Cuddy: Já vai! - impaciente. Ela demitiria a assistente se ela encostasse na porta de novo - House acorda! - sussurrando.

House: Hum - e virou pro lado e começou a roncar.

Cuddy: House! - deu um beliscão nele.

House: Ah... - ela tapou a boca dele.

Cuddy: Levanta!

House: Por que você está sussurrando? - passando a mão da área beliscada.

Cuddy: Eu esqueci que tinha reunião hoje cedo com um doador e ele está ai fora! - procurando a roupa.

House: Mas hoje é sábado! - se divertindo vendo ela procurar o sutiã - você está procurando isso aqui? - rodando em sua mão.

Cuddy: Vai pro banheiro e fica quieto! - tentando abotoar a roupa.

House: Ok - ele abotoou o sutiã pra ela e deu um beijo em seu pescoço.

Cuddy: House! - ela queria gritar com ele - vai logo!

Ele pegou suas roupas e foi lentamente para o banheiro.

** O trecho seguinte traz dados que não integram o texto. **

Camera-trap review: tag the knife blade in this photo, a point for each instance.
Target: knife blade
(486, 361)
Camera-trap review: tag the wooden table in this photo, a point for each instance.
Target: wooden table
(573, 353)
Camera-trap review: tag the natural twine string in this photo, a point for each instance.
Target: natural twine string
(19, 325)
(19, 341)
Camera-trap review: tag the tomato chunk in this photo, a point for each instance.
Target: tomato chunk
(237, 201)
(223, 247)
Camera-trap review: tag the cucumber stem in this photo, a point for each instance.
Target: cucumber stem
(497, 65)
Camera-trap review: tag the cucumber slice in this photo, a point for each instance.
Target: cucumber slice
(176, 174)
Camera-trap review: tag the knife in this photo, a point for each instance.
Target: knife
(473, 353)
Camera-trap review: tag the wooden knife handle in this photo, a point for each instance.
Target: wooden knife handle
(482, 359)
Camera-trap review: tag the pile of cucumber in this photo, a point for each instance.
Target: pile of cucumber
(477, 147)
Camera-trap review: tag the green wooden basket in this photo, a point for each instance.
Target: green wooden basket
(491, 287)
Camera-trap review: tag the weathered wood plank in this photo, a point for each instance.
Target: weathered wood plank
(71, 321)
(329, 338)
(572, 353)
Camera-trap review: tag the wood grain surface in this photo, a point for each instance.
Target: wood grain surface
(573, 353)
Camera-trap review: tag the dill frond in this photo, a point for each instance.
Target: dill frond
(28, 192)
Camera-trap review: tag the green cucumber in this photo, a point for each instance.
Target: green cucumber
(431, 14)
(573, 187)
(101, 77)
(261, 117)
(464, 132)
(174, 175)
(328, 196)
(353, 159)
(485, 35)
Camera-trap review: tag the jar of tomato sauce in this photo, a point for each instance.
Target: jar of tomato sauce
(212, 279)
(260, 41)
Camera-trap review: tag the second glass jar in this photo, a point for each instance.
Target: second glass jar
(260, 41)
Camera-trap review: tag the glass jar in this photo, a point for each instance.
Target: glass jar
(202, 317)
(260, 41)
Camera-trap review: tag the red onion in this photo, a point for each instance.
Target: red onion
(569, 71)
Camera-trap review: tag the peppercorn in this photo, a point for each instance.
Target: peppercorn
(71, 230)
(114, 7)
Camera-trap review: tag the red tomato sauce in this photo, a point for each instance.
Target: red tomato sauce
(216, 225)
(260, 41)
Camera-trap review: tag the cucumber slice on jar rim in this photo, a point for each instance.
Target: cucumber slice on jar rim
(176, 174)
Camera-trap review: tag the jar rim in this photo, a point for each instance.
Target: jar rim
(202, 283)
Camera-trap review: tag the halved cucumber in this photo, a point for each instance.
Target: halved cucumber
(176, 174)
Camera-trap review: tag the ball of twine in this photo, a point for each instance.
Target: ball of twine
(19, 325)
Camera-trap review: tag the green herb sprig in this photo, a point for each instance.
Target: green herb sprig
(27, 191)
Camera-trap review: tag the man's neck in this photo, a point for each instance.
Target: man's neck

Lisa tentava desamassar a roupa e abriu a porta com seu melhor sorriso de Dean of Medicine que existe.

Cuddy: Bom dia! - como se nada tivesse acontecido.

Beth: Bom dia doutora, o Sr. Wallace já está aqui, ele foi na lanchonete e já volta.

Cuddy: Assim que ele voltar, pede para entrar!

Beth: Ok.

Lisa olhou em volta para ver se não tinha nenhum vestígio de House.

Wallace: Bom dia Lisa - dando um beijo em seu rosto.

Cuddy: Bom dia Wallace - corada pelo o beijo.

Wallace: Você está linda!

Cuddy: Obrigada, mas vamos falar de negócios? - o cortando.

Wallace: Ok, mas depois vamos sair para tomar um café - um barulho vindo do banheiro.

Cuddy: Não vai dar! Eu... Minha filha tem uma apresentação na escola e eu não posso faltar - mentiu.

Wallace: Então me promete que essa semana nós vamos jantar juntos! - ele era bonito, rico, tipo galã.

Cuddy: Eu vou pensar no seu caso - mais um barulho vindo do banheiro.

Wallace: O que está acontecendo? - olhando intrigado pra porta.

Cuddy: Eu vou olhar - ela mataria, em silêncio, o House - que tanto barulho você faz?

House: Quem é esse palhaço? - enciumado.

Cuddy: Ah vê se cresce, House! E fica quieto!

House: Ok - quando ela virou, ele a puxou e a beijou - volta lá pro bonitão.

Cuddy: Cretino - sorrindo.

Wallace: O que era? - vendo que ela sorria.

Cuddy: O que? Ah! Era um vasinho que quebrou.

A reunião durou uma hora, Cuddy não agüentava mais a insistência do doador.

Wallace: Um almoço, minha oferta final.

Cuddy: Eu já disse que estou ocupada durante o dia - tentando não ser grossa - mas assim que eu tiver um tempo eu te ligo - ela não ia ligar.

Wallace: Ok, então tchau!

Cuddy: Tchau! - finalmente ele se foi.

Lisa entrou no banheiro.

House: Seu amigo já foi embora? - sentado no vaso.

Cuddy: Já - sorriu - House, acho que a gente tem que conversar sobre ontem.

House: Não, não temos!

Cuddy: Como não? Claro que temos!

House: Eu sei o que você vai dizer 'ah foi um erro, nós dois estávamos vulneráveis e uma coisa levou a outra e blá blá blá'. Não é?

Cuddy: É... - ela provavelmente ia falar isso - a gente não devia ter feito aquilo...

House: Por que não? - se divertindo.

Cuddy: Bom, pra começar eu sou casada!

House: Isso ai já é um problema seu! - com cara de deboche.

Cuddy: Atá! Mas é sério Hous... - ele a calou com um beijo.

House: Lisa, a gente já se conhece há muito tempo, não precisamos passar por aquela fase constrangedora. Nós dormimos juntos ontem, ok! - ele falava bem perto dela - Pode ter sido um erro? Pode, mas eu não me arrependo! E se você quiser continuar 'errando', você sabe onde é minha sala! - deu outro beijo e saiu.